Anis Khimani, Corning's microarray business manager, told BioArray News earlier this month that while the company has the ability to release streptavidin-coated products, it had no plans to do so.
"We have the technology, of course, we have different formats of microplates," Khimani said. "[A]t this time we don't have one, but there is always a continued effort to develop substrates."
Rather than focus on streptavidin and other chemistry-coated substrates as rivals Greiner and Schott are doing, Corning has other products in the pipeline. Robb DeCosta, the former microarray manager at Corning, told BioArray News in May that the company had just released an epoxide-coated substrate, and that an upgraded version of the Pronto! Plus microarray kit Corning developed with Promega would be launched later this year. The kits come with tools for RNA isolation, labeling, and hybridization.

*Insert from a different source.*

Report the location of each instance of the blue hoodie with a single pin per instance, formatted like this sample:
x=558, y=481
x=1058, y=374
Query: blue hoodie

Khimani added that the Pronto! Plus kit "covers 60 to 70 percent [of the market] for reagents in the microarray area." He estimated the total reagent market to be "just over $100 million right now."
Schott Nexterion is also planning on introducing a similar "total solution" kit based on an agreement with Operon Technologies that includes slides, reagents, dyes, and 70-mer oligos. Schott's Boehm said that that kit should hit the marketplace shortly after Corning's enhanced Pronto! Plus kit does, at the end of September.
This article originally ran in ProteoMonitor's sister publication BioArray News.